IPF Call
performs an iterative proportional fit
of a contingency table
- CALL IPF( fit, status, dim, table, config<,
initab<, mod>);
The inputs to the IPF subroutine are as follows:
- fit
- is a returned matrix.
The matrix fit contains an array of
the estimates of the expected number in each
cell under the model specified in config.
This matrix conforms to table, meaning that it has the same
dimensions and order of variables.
- status
- is a returned matrix.
The status argument is a row vector of length 3.
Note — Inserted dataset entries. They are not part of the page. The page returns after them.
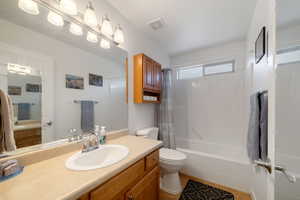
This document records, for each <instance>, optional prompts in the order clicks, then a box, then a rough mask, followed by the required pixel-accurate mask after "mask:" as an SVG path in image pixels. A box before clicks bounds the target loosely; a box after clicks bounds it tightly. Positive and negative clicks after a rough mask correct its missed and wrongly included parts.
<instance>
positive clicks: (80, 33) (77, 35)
mask: <svg viewBox="0 0 300 200" xmlns="http://www.w3.org/2000/svg"><path fill="white" fill-rule="evenodd" d="M69 30H70V32H71V33H72V34H74V35H77V36H80V35H83V31H82V27H81V26H79V25H78V24H75V23H73V22H72V23H71V25H70V29H69Z"/></svg>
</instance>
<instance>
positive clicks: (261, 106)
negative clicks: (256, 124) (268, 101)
mask: <svg viewBox="0 0 300 200" xmlns="http://www.w3.org/2000/svg"><path fill="white" fill-rule="evenodd" d="M259 102H260V119H259V128H260V144H259V145H260V148H259V149H260V158H261V159H262V160H263V161H267V160H268V92H267V91H265V92H262V93H261V94H260V95H259Z"/></svg>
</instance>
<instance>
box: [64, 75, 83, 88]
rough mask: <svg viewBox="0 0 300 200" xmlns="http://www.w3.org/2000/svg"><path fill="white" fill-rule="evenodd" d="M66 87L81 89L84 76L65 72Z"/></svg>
mask: <svg viewBox="0 0 300 200" xmlns="http://www.w3.org/2000/svg"><path fill="white" fill-rule="evenodd" d="M66 88H71V89H80V90H83V89H84V78H83V77H80V76H74V75H70V74H66Z"/></svg>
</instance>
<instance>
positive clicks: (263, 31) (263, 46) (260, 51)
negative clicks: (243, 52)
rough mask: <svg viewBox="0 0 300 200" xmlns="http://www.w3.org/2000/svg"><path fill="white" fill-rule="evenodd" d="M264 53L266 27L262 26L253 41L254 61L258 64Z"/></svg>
mask: <svg viewBox="0 0 300 200" xmlns="http://www.w3.org/2000/svg"><path fill="white" fill-rule="evenodd" d="M265 54H266V27H263V28H262V30H261V31H260V33H259V36H258V38H257V40H256V42H255V63H256V64H258V63H259V62H260V61H261V59H262V58H263V57H264V56H265Z"/></svg>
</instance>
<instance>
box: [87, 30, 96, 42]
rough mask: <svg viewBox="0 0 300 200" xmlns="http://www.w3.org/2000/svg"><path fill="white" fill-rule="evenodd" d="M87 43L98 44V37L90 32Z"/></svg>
mask: <svg viewBox="0 0 300 200" xmlns="http://www.w3.org/2000/svg"><path fill="white" fill-rule="evenodd" d="M86 39H87V41H89V42H92V43H97V42H98V37H97V35H96V34H95V33H92V32H88V33H87V36H86Z"/></svg>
status[1] is 0 if there is convergence to the
desired accuracy, otherwise it is nonzero.
status[2] is the maximum
difference between estimates of the last two iterations of the IPF
algorithm. status[3] is the number of iterations performed.
- dim
- is an input matrix.
If the problem contains variables then
dim is row vector.
The value dim[i] is the number of
possible levels for variable in a contingency table.
- table
- is an input matrix.
The table argument specifies an array of the
number of observations at each level of each variable.
Variables are nested across columns and then across rows.
- config
- is an input matrix.
The config argument
specifies which marginal totals to fit.
Each column of config specifies a distinct marginal
in the model under consideration.
Because the model is hierarchical, all subsets
of specified marginals are included in fitting.
- initab
- is an input matrix.
The initab argument is an array of
initial values for the iterative procedure.
If you do not specify values, 1s are used.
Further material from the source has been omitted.